FuncGNN introduces a novel graph neural network architecture that enhances the semantic representation of logic circuits by addressing structural heterogeneity and integrating multi-scale features, leading to improved accuracy and efficiency in logic analysis tasks.

Contribution

The paper proposes FuncGNN, a new GNN model with hybrid feature aggregation, gate-aware normalization, and multi-layer integration for better logic circuit modeling.

Findings

Outperforms existing methods in signal probability prediction and truth-table distance prediction.

Achieves 2.06% and 18.71% improvements in accuracy on two tasks.

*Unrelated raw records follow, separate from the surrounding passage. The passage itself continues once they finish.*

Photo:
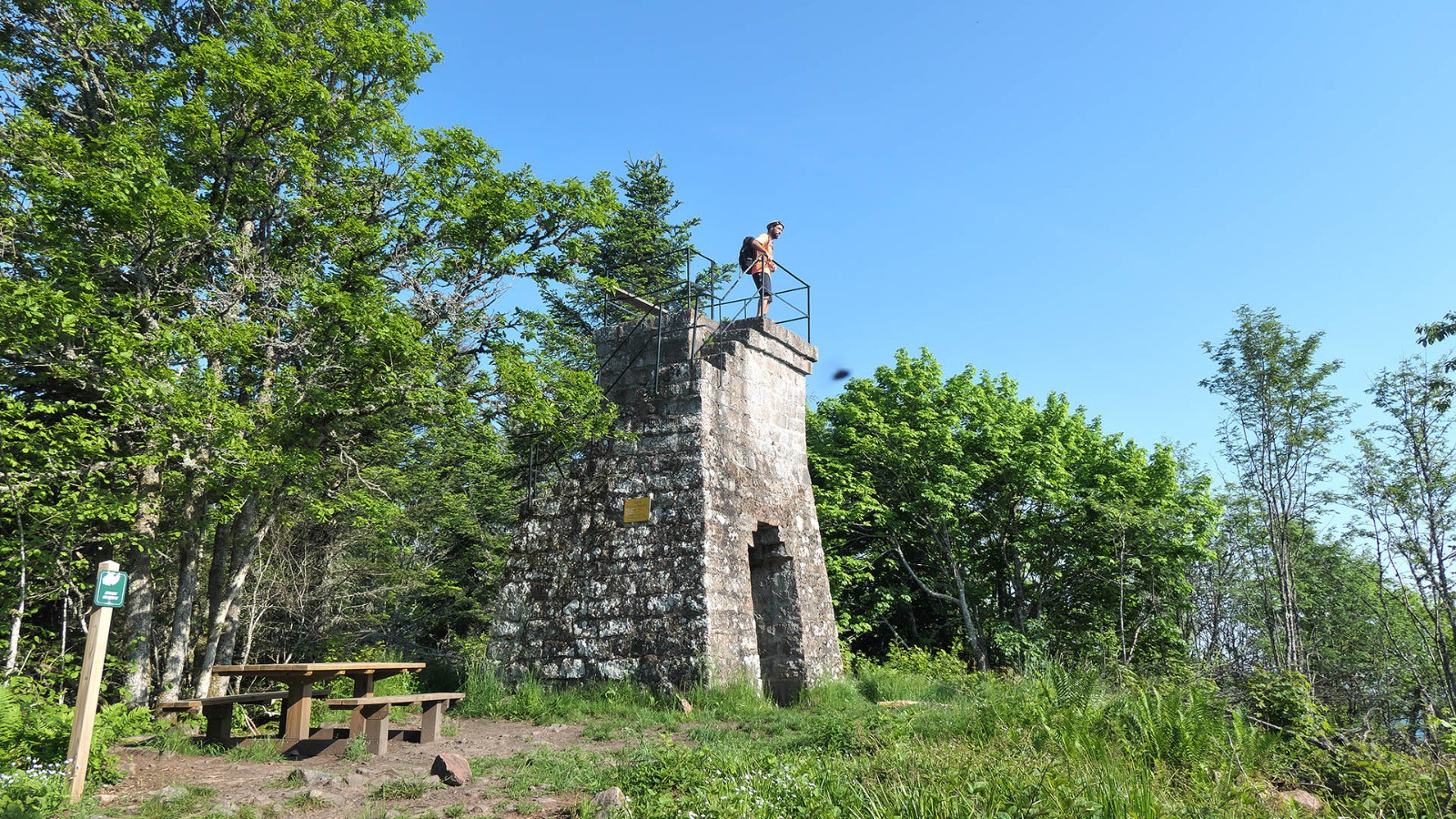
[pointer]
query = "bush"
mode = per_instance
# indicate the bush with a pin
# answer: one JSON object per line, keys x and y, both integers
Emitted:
{"x": 35, "y": 733}
{"x": 1283, "y": 700}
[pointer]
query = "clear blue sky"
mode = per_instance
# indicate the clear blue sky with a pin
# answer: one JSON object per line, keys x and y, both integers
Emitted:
{"x": 1075, "y": 194}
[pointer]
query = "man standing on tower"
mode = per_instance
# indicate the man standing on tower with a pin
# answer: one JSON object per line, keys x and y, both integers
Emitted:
{"x": 763, "y": 266}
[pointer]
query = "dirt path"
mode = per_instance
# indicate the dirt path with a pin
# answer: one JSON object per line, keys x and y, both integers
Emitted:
{"x": 341, "y": 787}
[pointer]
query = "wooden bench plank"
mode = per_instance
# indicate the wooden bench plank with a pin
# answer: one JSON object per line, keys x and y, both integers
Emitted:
{"x": 218, "y": 710}
{"x": 395, "y": 700}
{"x": 375, "y": 714}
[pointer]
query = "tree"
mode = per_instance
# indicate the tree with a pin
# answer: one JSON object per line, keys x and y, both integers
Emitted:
{"x": 1404, "y": 482}
{"x": 230, "y": 267}
{"x": 1281, "y": 419}
{"x": 1036, "y": 531}
{"x": 642, "y": 251}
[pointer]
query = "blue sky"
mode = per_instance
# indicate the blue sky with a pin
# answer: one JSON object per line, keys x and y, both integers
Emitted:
{"x": 1075, "y": 196}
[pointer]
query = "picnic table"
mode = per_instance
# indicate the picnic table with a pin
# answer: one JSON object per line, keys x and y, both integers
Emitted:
{"x": 300, "y": 678}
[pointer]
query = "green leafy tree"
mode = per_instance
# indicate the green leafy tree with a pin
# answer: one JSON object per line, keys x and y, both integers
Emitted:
{"x": 232, "y": 268}
{"x": 1037, "y": 531}
{"x": 1404, "y": 482}
{"x": 1281, "y": 419}
{"x": 642, "y": 251}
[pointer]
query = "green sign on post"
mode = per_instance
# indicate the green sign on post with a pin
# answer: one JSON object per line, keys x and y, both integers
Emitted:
{"x": 111, "y": 589}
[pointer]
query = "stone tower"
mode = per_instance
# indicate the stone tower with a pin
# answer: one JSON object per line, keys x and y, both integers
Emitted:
{"x": 724, "y": 579}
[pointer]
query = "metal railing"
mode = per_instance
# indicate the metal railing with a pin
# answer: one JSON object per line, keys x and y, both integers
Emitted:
{"x": 703, "y": 296}
{"x": 732, "y": 305}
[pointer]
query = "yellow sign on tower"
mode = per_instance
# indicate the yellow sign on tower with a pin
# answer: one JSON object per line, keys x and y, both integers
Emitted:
{"x": 637, "y": 511}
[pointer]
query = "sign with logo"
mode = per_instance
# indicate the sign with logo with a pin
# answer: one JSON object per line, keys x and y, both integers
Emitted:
{"x": 111, "y": 589}
{"x": 637, "y": 511}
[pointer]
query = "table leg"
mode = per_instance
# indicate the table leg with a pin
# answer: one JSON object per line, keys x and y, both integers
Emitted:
{"x": 298, "y": 710}
{"x": 218, "y": 722}
{"x": 376, "y": 731}
{"x": 363, "y": 687}
{"x": 430, "y": 720}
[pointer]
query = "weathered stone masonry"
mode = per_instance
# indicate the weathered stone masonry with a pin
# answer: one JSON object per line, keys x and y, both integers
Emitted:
{"x": 727, "y": 579}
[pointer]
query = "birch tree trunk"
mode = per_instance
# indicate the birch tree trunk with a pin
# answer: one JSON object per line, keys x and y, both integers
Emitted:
{"x": 138, "y": 588}
{"x": 194, "y": 518}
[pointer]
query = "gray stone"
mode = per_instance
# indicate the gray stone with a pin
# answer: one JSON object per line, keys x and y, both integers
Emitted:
{"x": 310, "y": 777}
{"x": 319, "y": 794}
{"x": 451, "y": 770}
{"x": 171, "y": 793}
{"x": 611, "y": 802}
{"x": 725, "y": 581}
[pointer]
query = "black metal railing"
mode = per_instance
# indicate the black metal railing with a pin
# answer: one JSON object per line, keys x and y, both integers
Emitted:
{"x": 723, "y": 300}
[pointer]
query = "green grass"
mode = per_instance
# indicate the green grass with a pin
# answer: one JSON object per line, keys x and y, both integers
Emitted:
{"x": 357, "y": 749}
{"x": 411, "y": 787}
{"x": 257, "y": 751}
{"x": 305, "y": 802}
{"x": 186, "y": 807}
{"x": 1053, "y": 742}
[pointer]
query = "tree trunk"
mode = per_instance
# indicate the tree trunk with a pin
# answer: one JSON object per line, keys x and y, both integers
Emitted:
{"x": 228, "y": 644}
{"x": 138, "y": 588}
{"x": 194, "y": 518}
{"x": 245, "y": 545}
{"x": 223, "y": 540}
{"x": 18, "y": 612}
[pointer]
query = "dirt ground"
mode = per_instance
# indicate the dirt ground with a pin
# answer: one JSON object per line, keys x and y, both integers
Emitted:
{"x": 341, "y": 787}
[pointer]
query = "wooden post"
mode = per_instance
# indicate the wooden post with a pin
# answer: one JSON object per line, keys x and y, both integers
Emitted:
{"x": 89, "y": 691}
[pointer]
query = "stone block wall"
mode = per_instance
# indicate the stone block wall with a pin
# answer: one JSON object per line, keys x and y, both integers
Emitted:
{"x": 727, "y": 577}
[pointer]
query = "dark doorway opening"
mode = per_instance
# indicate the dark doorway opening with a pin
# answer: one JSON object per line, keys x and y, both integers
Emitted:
{"x": 776, "y": 615}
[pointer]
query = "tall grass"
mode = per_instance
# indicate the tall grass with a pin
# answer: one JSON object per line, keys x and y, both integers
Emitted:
{"x": 1052, "y": 742}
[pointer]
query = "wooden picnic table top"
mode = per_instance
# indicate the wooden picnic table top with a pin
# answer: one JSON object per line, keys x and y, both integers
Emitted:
{"x": 317, "y": 669}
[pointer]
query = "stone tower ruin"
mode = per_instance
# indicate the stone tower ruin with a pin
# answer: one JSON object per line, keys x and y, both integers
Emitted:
{"x": 684, "y": 547}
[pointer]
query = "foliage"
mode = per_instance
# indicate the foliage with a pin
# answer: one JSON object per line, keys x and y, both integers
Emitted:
{"x": 1281, "y": 419}
{"x": 244, "y": 308}
{"x": 35, "y": 732}
{"x": 1055, "y": 742}
{"x": 1283, "y": 700}
{"x": 1028, "y": 528}
{"x": 1404, "y": 484}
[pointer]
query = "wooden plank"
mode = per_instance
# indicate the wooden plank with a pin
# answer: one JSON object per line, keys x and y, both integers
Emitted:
{"x": 635, "y": 302}
{"x": 430, "y": 720}
{"x": 84, "y": 722}
{"x": 298, "y": 707}
{"x": 398, "y": 700}
{"x": 264, "y": 669}
{"x": 242, "y": 698}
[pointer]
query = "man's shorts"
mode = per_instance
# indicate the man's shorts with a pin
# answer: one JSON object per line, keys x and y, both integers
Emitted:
{"x": 764, "y": 283}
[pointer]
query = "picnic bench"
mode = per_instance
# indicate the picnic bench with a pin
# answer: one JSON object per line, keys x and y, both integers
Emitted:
{"x": 300, "y": 680}
{"x": 373, "y": 712}
{"x": 218, "y": 710}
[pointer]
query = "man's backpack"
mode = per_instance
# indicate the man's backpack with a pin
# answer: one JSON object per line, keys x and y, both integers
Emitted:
{"x": 747, "y": 254}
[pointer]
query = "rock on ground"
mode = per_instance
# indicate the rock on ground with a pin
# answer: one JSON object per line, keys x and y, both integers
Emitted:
{"x": 451, "y": 768}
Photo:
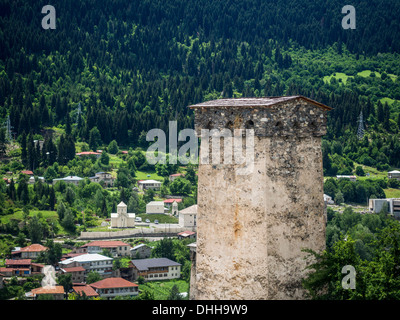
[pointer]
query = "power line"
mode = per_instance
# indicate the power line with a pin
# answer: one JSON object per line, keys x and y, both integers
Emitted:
{"x": 360, "y": 130}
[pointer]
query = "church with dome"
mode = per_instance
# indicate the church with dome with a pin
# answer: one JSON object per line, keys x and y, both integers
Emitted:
{"x": 122, "y": 219}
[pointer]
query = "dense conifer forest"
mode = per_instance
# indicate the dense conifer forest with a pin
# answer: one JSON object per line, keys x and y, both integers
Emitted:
{"x": 113, "y": 70}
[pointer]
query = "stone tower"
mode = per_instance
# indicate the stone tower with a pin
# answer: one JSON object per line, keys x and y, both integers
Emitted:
{"x": 252, "y": 227}
{"x": 174, "y": 210}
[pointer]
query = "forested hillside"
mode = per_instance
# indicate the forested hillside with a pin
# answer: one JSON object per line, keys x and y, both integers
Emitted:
{"x": 135, "y": 65}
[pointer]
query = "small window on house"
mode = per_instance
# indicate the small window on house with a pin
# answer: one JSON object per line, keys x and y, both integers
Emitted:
{"x": 249, "y": 124}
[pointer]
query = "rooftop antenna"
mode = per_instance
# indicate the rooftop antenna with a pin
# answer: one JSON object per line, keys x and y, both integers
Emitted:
{"x": 360, "y": 130}
{"x": 78, "y": 115}
{"x": 8, "y": 127}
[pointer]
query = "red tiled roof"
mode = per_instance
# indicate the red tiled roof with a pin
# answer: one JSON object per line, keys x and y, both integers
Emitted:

Reduces training time by 50.6% and GPU memory usage by 32.8%.

Abstract

As integrated circuit scale grows and design complexity rises, effective circuit representation helps support logic synthesis, formal verification, and other automated processes in electronic design automation. And-Inverter Graphs (AIGs), as a compact and canonical structure, are widely adopted for representing Boolean logic in these workflows. However, the increasing complexity and integration density of modern circuits introduce structural heterogeneity and global logic information loss in AIGs, posing significant challenges to accurate circuit modeling. To address these issues, we propose FuncGNN, which integrates hybrid feature aggregation to extract multi-granularity topological patterns, thereby mitigating structural heterogeneity and enhancing logic circuit representations. FuncGNN further introduces gate-aware normalization that adapts to circuit-specific gate distributions, improving robustness to structural heterogeneity. Finally, FuncGNN employs multi-layer integration to merge intermediate features across layers, effectively synthesizing local and global semantic information for comprehensive logic representations. Experimental results on two logic-level analysis tasks (i.e., signal probability prediction and truth-table distance prediction) demonstrate that FuncGNN outperforms existing state-of-the-art methods, achieving improvements of 2.06% and 18.71%, respectively, while reducing training time by approximately 50.6% and GPU memory usage by about 32.8%.